Betsill, who is currently the chief risk officer of CME Clearing, is set to leave the group in April, according to the firm which said a replacement will be appointed.

A spokesman for CME Group confirmed Betsill is set to leave.

Betsill has been the clearing house’s chief risk officer since August 2015 when he moved to Chicago from London where he had been the chief executive officer of CME Clearing Europe for two years.

Before running the London-based clearing house, Betsill was its chief operating officer for three-and-a-half years.

Prior to joining CME Group in 2010, Betsill was for nearly four years the head of EDX London, the equity derivatives trading platform owned by LSE Group.

Before the London exchange group, Betsill spent nine years as the head of operations at OM, the Nordic exchange group that was later acquired by Nasdaq in 2008 to form Nasdaq OMX.

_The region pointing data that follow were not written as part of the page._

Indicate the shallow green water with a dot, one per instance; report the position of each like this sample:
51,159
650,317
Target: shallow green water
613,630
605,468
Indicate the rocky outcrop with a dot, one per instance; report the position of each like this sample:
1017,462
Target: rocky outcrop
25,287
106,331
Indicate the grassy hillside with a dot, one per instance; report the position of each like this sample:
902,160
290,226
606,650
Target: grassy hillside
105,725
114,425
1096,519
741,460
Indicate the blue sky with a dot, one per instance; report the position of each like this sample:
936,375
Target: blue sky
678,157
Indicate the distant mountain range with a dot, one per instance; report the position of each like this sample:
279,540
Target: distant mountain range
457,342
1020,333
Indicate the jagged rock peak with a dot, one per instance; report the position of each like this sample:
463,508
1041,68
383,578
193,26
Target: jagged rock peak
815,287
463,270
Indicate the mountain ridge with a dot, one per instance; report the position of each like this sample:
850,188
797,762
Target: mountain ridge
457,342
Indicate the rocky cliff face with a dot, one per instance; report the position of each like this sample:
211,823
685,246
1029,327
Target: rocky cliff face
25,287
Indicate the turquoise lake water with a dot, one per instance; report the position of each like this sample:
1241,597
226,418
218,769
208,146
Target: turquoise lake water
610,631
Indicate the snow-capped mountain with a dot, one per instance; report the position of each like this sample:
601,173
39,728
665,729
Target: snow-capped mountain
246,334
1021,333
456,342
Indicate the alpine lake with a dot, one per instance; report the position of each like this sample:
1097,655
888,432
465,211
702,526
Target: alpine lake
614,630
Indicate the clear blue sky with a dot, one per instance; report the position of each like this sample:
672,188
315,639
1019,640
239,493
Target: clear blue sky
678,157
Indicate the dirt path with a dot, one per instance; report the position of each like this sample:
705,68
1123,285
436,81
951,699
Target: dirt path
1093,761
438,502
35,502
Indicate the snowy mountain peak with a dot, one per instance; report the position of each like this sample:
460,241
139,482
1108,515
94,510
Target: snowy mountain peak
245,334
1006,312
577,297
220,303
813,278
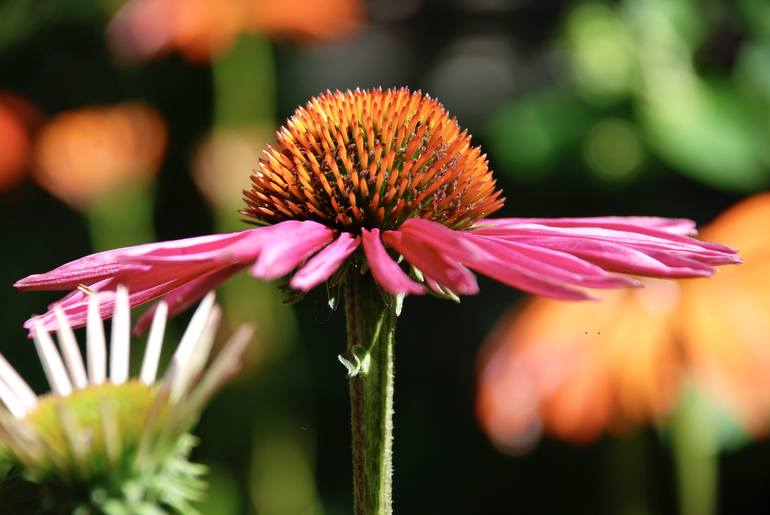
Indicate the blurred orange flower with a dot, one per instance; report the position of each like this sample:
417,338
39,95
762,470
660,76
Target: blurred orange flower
82,155
17,120
575,370
202,29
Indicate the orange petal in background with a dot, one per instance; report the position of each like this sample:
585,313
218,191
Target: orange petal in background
725,321
585,367
83,154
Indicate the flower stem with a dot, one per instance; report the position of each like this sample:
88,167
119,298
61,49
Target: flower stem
695,458
371,320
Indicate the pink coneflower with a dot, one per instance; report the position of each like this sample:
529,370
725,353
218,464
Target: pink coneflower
389,172
358,181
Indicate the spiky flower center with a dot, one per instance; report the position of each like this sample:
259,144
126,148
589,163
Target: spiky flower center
372,159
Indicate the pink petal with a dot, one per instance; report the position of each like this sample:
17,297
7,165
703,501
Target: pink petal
321,266
681,226
288,246
488,260
558,265
182,266
440,268
386,272
185,296
641,237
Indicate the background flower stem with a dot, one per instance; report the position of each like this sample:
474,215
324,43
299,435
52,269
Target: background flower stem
695,457
371,320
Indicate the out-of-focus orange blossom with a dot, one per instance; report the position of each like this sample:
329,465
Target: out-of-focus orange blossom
576,370
17,120
81,155
202,29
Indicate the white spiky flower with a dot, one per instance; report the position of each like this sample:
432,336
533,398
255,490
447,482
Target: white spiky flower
102,441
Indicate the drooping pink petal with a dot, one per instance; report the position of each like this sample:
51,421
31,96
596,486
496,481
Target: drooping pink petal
289,247
616,257
386,272
179,268
111,263
681,226
80,271
493,262
321,266
439,267
558,265
185,296
638,237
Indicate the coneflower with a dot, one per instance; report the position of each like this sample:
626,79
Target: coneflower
381,194
101,441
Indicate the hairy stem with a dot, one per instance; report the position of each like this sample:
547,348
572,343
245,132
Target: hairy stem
371,321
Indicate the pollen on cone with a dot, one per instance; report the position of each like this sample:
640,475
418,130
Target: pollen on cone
372,159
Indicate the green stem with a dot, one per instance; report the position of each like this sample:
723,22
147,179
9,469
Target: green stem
695,458
371,321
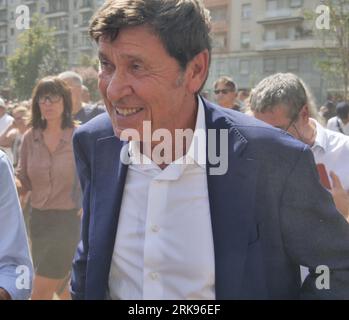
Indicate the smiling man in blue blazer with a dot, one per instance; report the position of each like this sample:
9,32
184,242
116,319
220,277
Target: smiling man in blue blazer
166,220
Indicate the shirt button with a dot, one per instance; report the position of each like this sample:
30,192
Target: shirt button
155,228
154,275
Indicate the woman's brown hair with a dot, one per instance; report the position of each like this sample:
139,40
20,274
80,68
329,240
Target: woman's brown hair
53,86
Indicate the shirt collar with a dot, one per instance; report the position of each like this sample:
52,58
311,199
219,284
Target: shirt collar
197,148
321,136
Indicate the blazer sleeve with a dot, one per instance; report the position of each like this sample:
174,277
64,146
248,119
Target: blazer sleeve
314,233
83,166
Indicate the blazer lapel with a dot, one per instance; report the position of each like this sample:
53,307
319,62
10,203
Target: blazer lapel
231,199
110,175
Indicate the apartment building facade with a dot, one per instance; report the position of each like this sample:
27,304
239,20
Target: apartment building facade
69,18
256,38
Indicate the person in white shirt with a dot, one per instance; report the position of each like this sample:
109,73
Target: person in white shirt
164,219
340,122
5,122
16,269
285,102
5,119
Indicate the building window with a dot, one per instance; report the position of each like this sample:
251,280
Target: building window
269,65
245,40
219,13
292,64
296,3
272,5
246,11
220,41
244,67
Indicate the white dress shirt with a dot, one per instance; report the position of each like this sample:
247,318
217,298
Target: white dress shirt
164,244
5,121
333,125
16,269
332,149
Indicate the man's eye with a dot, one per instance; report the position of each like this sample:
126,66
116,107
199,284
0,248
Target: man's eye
136,66
105,64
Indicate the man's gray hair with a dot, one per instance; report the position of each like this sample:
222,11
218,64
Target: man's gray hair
284,89
71,75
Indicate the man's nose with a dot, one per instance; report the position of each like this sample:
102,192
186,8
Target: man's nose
118,87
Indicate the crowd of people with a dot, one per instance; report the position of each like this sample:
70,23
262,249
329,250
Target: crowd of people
170,231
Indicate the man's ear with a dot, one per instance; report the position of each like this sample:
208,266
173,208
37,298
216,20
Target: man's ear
197,71
305,114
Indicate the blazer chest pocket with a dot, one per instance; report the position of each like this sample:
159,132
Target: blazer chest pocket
254,234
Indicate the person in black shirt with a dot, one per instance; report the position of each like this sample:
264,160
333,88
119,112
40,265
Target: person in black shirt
225,90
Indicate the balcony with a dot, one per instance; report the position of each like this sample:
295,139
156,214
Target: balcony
56,14
285,15
215,3
220,26
289,44
85,8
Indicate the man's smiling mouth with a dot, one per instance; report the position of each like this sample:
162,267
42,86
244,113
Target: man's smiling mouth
127,111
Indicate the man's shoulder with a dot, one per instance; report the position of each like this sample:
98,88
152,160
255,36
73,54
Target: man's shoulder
261,141
337,139
248,127
98,127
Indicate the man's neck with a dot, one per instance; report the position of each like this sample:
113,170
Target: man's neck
310,133
178,146
77,109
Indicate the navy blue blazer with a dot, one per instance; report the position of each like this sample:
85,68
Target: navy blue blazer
269,213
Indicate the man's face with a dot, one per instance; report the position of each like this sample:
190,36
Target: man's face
139,82
76,93
225,97
278,117
2,111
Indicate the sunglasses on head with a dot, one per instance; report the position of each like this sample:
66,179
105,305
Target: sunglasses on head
224,91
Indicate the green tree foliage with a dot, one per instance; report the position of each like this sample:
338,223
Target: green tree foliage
36,57
335,52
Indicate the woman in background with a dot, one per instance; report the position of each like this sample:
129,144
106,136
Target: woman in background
47,169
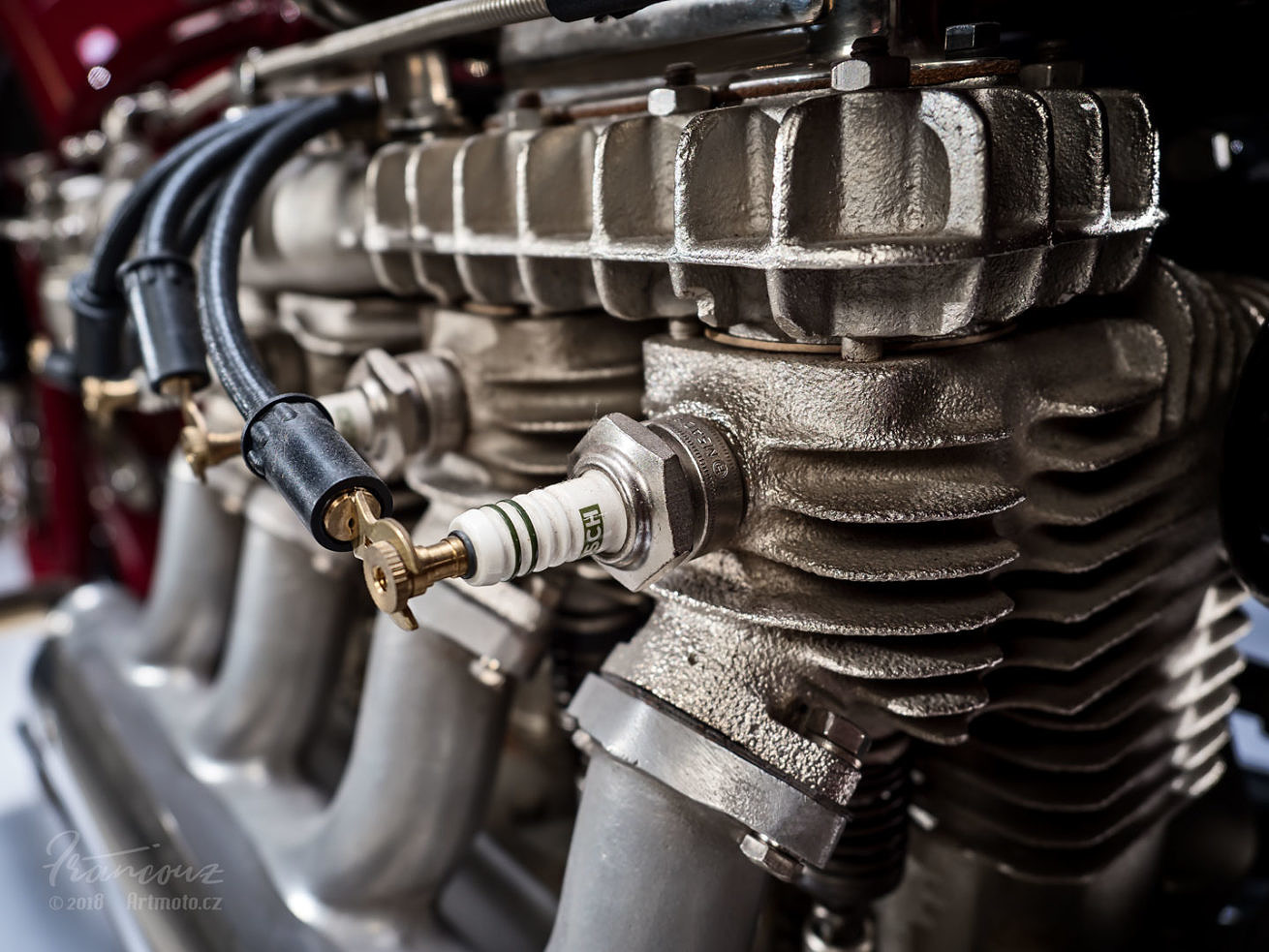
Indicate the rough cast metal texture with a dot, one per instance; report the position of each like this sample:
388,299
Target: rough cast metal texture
895,213
533,384
1007,548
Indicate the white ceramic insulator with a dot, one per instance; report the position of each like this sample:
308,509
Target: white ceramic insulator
543,528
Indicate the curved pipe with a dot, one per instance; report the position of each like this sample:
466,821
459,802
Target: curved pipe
655,870
417,784
187,613
290,613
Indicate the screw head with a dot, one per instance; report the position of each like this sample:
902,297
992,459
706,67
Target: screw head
489,671
762,852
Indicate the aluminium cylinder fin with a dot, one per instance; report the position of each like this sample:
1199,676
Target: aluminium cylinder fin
882,213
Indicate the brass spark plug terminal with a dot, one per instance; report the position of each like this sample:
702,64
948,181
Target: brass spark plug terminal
395,568
642,499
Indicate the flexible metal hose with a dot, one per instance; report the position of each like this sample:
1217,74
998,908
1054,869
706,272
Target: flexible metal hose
111,246
392,35
164,221
236,366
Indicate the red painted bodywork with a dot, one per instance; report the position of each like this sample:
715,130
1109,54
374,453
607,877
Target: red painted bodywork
74,58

Betsill was also the chairman of CCP12, the clearing house trade body, from April 2016 to June 2018.

Speaking on a panel in June, Betsill said European regulators should look at customer gross margins in clearing, adding that US regulators were “just as prudent” as their European counterparts.

The head of trade body the FIA personally name-checked in March last year Betsill for helping “the industry through the crisis” after ION Markets was subject of a cyber-attack, leaving 42 banks and brokers unable to process client trades for weeks.

Betsill co-chaired in 2019 the Commodity Futures Trading Commission’s Central Counterparty (CCP) Risk and Governance sub-committee established to advise the US regulator on clearing house risk management and governance.

Chicago-based CME Group extended two weeks ago its chair and chief executive Terry Duffy’s contract by one year to the end of 2026 and announced that Julie Holzrichter has stepped down as chief operating officer to be replaced by Suzanne Sprague.